Summarized By: Arushi Chaudhary on Mon Feb 17 2020
This is actually related to my career path but it's not in my resume. When I was in high school, I met a really great maths teacher. That was very important for me for being able to get in Kyiv Unversity. She left her job but she helped us prepare for different mathematical contests. It was a very unique experience because with her help I got to participate in so many maths competitions and I got a chance at Kyiv University. In terms of passions outside of work I love to visit the ocean. It's important to not forget to have fun. As a Ph.D. student you learn to manage your time so I spent a lot of time at the beach doing surfing. My advisor was totally fine with this as long as I produced eight years and results. Being outside helps you to come up with new ideas. Sometimes you have to work for hours but being outside refreshes your mind.

Do you have any parting advice for students and professionals hoping to get to a position such as yours? What 3 dos and 3 don'ts would you suggest?

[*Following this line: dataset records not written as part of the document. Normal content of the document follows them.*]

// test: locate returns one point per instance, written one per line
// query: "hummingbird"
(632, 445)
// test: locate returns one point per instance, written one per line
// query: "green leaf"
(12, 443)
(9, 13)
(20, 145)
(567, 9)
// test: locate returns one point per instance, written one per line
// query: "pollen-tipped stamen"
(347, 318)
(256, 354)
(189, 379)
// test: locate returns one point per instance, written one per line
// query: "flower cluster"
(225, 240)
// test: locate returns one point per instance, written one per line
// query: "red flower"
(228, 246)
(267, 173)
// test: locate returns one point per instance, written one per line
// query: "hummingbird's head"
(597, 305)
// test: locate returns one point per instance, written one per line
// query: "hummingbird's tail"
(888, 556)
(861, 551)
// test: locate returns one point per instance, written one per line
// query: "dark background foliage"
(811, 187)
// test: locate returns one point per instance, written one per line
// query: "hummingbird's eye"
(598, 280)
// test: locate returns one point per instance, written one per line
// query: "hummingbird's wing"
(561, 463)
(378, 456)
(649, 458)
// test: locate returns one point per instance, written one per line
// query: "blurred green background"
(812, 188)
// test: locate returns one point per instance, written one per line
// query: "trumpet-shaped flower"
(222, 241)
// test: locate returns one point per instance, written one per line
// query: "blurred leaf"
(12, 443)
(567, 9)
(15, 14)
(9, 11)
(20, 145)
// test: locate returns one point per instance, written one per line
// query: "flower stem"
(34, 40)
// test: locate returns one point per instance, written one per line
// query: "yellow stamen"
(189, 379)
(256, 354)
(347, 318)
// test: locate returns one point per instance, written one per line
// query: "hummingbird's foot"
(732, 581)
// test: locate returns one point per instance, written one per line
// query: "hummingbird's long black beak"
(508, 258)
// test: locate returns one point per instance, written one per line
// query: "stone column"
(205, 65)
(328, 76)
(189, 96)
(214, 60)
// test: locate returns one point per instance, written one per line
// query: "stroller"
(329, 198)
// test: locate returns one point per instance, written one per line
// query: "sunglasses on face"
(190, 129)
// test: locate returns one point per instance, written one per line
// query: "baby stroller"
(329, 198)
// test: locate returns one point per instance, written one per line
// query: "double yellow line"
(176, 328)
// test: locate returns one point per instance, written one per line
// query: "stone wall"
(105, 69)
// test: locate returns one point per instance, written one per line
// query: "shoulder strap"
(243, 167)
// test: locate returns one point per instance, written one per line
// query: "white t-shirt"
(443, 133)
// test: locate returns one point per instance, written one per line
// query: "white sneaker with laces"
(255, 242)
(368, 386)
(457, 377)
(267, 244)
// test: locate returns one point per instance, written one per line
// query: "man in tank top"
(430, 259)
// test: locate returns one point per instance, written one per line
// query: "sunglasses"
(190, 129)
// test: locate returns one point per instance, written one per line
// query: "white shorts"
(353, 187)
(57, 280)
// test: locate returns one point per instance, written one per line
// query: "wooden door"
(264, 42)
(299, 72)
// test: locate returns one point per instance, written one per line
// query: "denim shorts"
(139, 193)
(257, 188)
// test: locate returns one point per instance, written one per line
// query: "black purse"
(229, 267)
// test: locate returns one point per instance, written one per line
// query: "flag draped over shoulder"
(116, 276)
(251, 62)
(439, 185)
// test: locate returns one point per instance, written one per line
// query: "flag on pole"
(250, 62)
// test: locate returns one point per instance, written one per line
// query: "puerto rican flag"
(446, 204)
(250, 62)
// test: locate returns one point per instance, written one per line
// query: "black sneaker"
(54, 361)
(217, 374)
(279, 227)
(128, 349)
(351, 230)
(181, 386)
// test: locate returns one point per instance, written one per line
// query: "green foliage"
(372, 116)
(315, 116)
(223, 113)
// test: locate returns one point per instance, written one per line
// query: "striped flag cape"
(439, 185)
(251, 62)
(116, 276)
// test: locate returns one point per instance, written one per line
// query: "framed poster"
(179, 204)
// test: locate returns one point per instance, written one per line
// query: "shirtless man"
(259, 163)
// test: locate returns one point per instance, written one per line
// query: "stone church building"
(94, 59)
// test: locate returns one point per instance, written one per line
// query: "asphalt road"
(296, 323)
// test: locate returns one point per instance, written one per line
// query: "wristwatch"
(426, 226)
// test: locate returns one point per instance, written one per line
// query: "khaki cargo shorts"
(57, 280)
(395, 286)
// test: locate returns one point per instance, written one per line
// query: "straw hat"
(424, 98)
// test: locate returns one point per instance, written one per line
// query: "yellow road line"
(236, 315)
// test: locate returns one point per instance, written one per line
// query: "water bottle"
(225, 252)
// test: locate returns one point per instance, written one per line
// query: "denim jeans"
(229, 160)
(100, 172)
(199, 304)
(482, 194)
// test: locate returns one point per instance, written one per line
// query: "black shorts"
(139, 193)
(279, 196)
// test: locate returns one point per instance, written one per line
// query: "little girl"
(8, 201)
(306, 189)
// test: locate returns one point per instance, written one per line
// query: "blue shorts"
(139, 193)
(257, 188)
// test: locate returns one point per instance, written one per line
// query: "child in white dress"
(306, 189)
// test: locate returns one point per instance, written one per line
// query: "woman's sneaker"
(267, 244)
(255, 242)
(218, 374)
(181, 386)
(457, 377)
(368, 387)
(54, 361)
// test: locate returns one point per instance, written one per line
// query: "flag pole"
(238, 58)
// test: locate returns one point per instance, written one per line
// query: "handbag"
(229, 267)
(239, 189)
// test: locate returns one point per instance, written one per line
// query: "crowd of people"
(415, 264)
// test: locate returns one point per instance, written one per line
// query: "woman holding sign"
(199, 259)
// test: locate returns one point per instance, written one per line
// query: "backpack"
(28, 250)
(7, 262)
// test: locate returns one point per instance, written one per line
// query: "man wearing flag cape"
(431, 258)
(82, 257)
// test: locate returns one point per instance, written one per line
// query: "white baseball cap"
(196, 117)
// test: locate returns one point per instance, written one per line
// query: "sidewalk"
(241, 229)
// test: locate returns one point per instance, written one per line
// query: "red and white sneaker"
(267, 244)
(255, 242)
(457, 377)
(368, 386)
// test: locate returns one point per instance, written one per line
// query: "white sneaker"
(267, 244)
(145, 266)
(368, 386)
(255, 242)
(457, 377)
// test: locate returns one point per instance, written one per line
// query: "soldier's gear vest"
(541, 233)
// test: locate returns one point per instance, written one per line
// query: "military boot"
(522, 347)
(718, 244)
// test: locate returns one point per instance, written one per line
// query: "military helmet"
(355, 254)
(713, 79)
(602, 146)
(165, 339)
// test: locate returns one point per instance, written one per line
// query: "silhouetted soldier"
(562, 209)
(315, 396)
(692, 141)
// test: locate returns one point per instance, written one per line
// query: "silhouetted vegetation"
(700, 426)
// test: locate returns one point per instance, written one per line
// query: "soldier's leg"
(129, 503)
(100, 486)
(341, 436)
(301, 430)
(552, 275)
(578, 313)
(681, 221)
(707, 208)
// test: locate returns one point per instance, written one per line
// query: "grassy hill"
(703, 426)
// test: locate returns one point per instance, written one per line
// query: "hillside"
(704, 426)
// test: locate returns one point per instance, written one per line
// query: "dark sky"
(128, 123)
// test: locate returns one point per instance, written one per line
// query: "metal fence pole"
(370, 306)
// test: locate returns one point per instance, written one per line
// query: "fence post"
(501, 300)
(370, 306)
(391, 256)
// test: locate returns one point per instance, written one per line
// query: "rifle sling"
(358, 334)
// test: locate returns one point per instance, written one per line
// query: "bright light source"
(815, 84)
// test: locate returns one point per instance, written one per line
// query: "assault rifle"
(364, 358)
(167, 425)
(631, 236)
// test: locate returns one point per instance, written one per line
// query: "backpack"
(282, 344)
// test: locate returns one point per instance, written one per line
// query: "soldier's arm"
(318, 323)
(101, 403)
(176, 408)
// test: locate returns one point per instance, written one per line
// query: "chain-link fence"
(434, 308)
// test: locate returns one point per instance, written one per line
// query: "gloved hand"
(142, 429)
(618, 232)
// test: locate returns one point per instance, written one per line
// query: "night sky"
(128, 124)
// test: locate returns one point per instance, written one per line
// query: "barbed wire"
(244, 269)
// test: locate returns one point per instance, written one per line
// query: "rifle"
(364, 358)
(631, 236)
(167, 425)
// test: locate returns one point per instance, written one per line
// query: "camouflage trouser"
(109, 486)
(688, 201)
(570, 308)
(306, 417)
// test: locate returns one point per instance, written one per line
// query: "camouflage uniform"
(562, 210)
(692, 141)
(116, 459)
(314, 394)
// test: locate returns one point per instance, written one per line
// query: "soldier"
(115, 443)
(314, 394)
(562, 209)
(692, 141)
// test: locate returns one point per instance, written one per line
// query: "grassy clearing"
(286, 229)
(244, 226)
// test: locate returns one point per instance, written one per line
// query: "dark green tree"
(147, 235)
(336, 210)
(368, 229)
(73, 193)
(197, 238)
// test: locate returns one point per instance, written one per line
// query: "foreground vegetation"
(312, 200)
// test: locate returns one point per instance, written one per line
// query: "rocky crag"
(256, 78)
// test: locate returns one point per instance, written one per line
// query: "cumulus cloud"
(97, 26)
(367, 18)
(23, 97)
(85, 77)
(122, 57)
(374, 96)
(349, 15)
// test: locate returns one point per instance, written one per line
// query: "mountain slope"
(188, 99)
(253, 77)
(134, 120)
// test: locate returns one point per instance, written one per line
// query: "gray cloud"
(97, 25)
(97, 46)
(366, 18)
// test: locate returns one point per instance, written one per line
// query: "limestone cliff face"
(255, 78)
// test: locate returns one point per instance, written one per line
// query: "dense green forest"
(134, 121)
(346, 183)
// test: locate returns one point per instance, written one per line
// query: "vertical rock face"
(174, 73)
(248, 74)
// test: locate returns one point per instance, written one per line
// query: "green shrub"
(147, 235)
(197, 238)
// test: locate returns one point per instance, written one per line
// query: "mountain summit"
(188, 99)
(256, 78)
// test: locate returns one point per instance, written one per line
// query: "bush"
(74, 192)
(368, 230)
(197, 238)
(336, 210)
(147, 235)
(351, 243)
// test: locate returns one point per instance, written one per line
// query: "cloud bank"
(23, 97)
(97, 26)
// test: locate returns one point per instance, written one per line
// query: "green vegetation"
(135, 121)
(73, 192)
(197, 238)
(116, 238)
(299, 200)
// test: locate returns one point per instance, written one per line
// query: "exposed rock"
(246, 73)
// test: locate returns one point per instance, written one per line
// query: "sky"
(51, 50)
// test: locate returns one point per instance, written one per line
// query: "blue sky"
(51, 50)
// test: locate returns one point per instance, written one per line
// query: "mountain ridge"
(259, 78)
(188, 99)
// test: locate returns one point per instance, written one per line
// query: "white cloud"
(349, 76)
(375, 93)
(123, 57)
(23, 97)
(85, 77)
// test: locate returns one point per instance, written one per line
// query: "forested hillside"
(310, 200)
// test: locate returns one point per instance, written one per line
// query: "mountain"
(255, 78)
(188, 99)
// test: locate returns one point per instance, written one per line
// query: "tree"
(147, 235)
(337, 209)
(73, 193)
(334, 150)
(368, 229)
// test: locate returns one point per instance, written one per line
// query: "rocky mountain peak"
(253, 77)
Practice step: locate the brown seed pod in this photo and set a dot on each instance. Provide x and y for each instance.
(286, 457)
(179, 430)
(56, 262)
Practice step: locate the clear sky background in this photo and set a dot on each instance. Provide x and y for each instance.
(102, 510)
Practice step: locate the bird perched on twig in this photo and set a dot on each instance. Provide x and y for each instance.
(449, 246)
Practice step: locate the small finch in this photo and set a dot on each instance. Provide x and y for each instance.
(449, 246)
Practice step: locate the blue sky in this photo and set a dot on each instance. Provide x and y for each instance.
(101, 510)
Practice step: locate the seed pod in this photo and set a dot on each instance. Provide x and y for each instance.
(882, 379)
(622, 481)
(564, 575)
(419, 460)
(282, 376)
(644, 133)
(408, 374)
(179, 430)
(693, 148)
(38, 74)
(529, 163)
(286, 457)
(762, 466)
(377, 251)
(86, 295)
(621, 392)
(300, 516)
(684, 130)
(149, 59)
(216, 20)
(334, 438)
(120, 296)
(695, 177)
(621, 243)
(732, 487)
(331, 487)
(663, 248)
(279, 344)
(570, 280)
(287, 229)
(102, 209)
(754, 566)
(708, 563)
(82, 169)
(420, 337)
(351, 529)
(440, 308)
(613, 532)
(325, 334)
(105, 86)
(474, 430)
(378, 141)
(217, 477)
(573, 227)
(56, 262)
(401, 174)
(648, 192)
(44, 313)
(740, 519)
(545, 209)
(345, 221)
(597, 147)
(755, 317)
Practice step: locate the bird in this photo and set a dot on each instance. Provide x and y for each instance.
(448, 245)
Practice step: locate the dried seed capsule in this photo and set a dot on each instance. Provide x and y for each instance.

Summarized By: Arushi Chaudhary on Mon Feb 17 2020
If you are a student and want to start working in a similar position start with internships. Let me get into three Dos. First do is to get into some open source presence where you can share your projects or contribute to the projects. Another thing is maybe you are mass media student or engineering student who wants to check out deep learning and it is not your major so you can take up courses like deep learning specialization. I feel that it does not matter where you do your course from and my colleagues feel the same too. What matters is that you did take the course and you have the knowledge and are self-motivated. The third do would be to stand out of the crowd and try to participate in programming competitions or data science completions. I participated in the imagine cup and it was very helpful after that I was interviewed by big companies like Google and Microsoft so it was a great experience. The major don't according to me is don't exaggerate on your resume because it is very easy to catch. I would like to add one more do that interview is a two-way process. While getting interviewed always interview your interviewer and ask questions about your future at the company. Make the interview seem like a conversation.